A conversation this weekend stopped me in my tracks. A friend of mine told me a story about something that happened to him at work this week. He overheard a call to one of his team from their internal sales call centre. It transpired that a customer had requested a delivery, nothing special you might think? However, the sale had come from a business a couple of hundred yards from where he was currently located. The irony was that the sales assistant in the call centre two hundred miles away was explaining that the order could not be placed with the local depot. Instead she advised that it had to come from a depot 50 miles away!
The logic – the sales targets indicated that the product needed to be delivered from that depot 50 miles away, other wise they would not hit their sales target for the month. Fortunately, my friend who was the manager over both sites stepped in to over rule the decision. He said to me ‘I thought this is madness, I was prepared to take the consequences, and so I overruled the decision. The decision was ridiculous. Sales were not happy’. This got us on to a conversation about the stupidity of targets and the effect that they have within businesses. For the sake of a sales target the business was prepared to spend more cash delivering tonnes of product by taking a 100 mile round trip. How can this be good for business?

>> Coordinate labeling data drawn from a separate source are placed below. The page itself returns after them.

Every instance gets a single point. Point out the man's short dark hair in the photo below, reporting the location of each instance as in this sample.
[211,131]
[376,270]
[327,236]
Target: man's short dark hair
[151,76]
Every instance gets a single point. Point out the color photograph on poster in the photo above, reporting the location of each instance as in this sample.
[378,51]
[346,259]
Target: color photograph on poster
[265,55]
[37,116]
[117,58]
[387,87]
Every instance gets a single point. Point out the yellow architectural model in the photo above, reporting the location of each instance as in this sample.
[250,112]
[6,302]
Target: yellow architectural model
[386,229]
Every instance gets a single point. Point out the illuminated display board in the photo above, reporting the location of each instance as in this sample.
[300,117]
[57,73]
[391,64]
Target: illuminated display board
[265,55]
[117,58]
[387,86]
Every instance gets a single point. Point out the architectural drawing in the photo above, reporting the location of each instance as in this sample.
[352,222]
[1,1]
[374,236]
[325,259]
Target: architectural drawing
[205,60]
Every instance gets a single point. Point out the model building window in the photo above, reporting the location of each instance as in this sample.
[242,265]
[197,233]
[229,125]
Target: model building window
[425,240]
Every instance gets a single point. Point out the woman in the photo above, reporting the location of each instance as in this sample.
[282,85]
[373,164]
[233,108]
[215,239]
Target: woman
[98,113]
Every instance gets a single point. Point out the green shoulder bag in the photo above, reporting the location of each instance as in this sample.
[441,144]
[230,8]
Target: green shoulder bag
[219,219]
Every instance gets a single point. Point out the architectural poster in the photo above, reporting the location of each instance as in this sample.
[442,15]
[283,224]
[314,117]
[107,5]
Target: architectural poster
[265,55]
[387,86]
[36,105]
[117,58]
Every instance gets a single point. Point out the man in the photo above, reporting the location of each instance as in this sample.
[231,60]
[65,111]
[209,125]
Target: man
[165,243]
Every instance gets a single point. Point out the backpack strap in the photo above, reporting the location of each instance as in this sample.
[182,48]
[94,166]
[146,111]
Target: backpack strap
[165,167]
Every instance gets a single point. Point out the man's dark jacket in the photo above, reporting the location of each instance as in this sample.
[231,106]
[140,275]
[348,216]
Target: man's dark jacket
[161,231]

Fortunately my friend has a systemic view of the world, and was able to allow common sense to prevail and take executive action. He could see how barmy this decision really was.
The worrying thing is that If he had not been in the right place at the right time the business would have lost money, but it would have hit it’s sale targets for the month. How barmy is that!
He was the first to recognise that the sales team will be making arbitrary decisions like this every day. The sad thing is that he feels powerless to impact the command and control style of management that operates within the business.